Hatırladığım kadarıyla tam da bu zamanlardı. Çünkü her yer kabak.
Geçen hafta Karaağaç’ta şöyle bir tur atayım dedim yürüyerek. Yeni mekânlar açıldı. Gitme, gezme imkânı bulamamıştım.
Değirmenin yanından Üniversite’ye doğru yürürken yolun sol tarafında daha önce okul olan yerde masalar gördüm. Baktım halka açık bir işletme olmuş burası. Çay bahçesi, kafe gibi bir ortam. İçinde bir tur atarken karşı duvara hazırlanmış bir köşe dikkatimi çekti. Ben bunu bir yerlerden hatırlıyorum derken birden aklıma geldi. Bu korkuluk, bu saman balyaları…

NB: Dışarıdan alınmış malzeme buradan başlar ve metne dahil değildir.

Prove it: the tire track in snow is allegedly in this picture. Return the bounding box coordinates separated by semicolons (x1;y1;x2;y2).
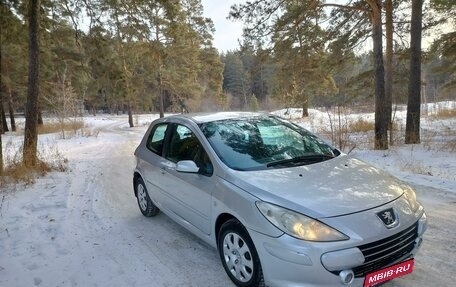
58;119;233;287
0;118;232;287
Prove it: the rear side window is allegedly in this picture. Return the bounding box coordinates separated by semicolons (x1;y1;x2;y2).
147;124;168;155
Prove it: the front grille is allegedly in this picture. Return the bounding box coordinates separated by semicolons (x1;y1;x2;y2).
353;222;418;277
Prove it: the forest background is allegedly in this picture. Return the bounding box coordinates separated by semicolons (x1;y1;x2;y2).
0;0;455;174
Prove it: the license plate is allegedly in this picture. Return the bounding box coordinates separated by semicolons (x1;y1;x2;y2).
363;259;414;287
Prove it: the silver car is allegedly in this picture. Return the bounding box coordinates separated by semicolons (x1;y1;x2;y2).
133;112;427;287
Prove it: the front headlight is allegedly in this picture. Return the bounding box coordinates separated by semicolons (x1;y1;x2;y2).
256;201;349;242
403;186;420;213
418;212;427;235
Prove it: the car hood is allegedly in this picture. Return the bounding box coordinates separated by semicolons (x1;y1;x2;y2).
224;155;406;218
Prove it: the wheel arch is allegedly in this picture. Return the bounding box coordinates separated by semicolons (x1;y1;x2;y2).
133;171;143;197
216;213;265;286
215;213;238;242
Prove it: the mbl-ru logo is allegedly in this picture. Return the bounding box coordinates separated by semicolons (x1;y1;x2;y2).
364;259;415;287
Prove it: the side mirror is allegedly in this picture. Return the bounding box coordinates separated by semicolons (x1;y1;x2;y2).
176;160;200;173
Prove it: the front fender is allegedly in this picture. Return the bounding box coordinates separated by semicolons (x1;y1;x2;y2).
212;176;284;238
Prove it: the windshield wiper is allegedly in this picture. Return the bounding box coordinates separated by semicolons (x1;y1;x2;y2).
266;154;335;168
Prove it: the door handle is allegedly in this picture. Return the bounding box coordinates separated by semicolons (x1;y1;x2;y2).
160;165;175;174
160;166;166;174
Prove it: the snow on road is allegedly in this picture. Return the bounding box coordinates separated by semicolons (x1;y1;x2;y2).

Hani geçen yıl Ekim ayının ortalarında Kabak Festivali düzenlenmişti. Oradaki ambiyansı bu bahçeye taşımışlar. Çok da güzel durmuş.
İyi de festivale ne oldu? Karaağaç’ın o meşhur kabağı bu yıl yetişmedi mi?

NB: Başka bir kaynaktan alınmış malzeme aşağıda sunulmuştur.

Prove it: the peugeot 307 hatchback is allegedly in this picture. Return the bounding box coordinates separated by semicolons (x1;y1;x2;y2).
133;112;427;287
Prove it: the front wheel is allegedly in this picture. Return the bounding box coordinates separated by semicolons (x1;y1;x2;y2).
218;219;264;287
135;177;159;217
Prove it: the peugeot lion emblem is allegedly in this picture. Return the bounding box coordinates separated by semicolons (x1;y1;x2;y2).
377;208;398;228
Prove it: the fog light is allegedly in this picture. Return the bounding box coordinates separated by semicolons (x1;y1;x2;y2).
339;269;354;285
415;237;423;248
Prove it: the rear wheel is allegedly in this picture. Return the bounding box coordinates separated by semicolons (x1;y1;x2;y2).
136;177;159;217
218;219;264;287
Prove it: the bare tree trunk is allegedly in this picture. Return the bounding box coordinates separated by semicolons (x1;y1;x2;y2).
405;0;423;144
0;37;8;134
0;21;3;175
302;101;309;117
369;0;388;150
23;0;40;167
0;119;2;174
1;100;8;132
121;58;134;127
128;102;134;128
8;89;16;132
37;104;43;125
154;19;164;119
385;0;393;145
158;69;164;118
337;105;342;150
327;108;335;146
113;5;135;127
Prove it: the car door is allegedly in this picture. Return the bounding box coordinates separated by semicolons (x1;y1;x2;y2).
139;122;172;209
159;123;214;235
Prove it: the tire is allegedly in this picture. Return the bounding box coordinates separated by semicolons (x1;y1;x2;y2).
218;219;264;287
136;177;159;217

Belediye Bandosu eşliğinde Lozan anıtından festival alanı olan Buzhane’nin bahçesine kadar bir çok Edirne’li ve misafirin katılımı ile açılışı olmuştu. Yoksa o kadar kişi bu festivalin ikincisini düzenlemeyi mi unuttu?

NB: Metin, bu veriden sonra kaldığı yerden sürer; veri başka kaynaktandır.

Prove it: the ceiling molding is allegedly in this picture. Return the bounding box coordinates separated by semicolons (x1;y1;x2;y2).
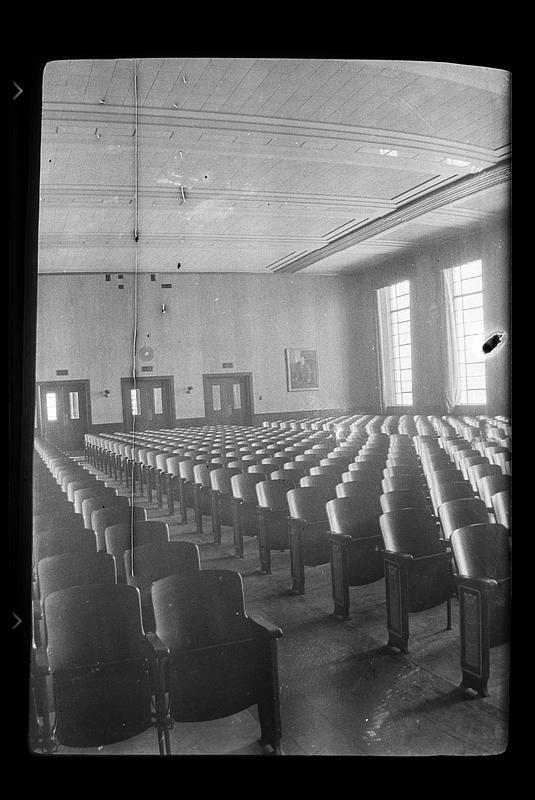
273;161;511;273
40;185;396;214
42;104;506;163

Şimdi de “Kahve ve Çikolata Festivali”nin zamanı gelmiş olmalı ki aralarında hatırladığım kadarıyla bir ay kadar bir zaman vardı. Hatta o festival Üniversite yerleşkesi içinde Tarihi Tren Garı’nda, Lozan Anıtı yanında olmuştu. Katılanlar çeşit çeşit kahveler içme fırsatı bulmuş, şekerleme ve tatlı çeşitlerine doymuşlardı. Benim en hoşuma giden de serin bir Kasım akşamında sıcacık kahvemi yudumlarken bir gurup liseli gencin sergilediği müzik performansını dinlemek olmuştu.
Bol bol fotoğraf çektirmiştim. Hatta kahve keyfi yapan ATAM ile bile. Çikolatadan elbisesi ve tacı olan bir bayan bile vardı.
Geçenlerde bir haber yayıldı, bu festival ileriki bir tarihe ertelendi diye. Neden? Ne zaman yapılacak?
Biz Edirneliler örneklerini Avrupa’nın değişik şehirlerinde gördüğümüz, duyduğumuz bu tür etkinlerin şehrimizde de yapılmasını çok istiyoruz. Belki “Kabak” zamanı geçti ama “Kahve” için geç kalmamışızdır umarım.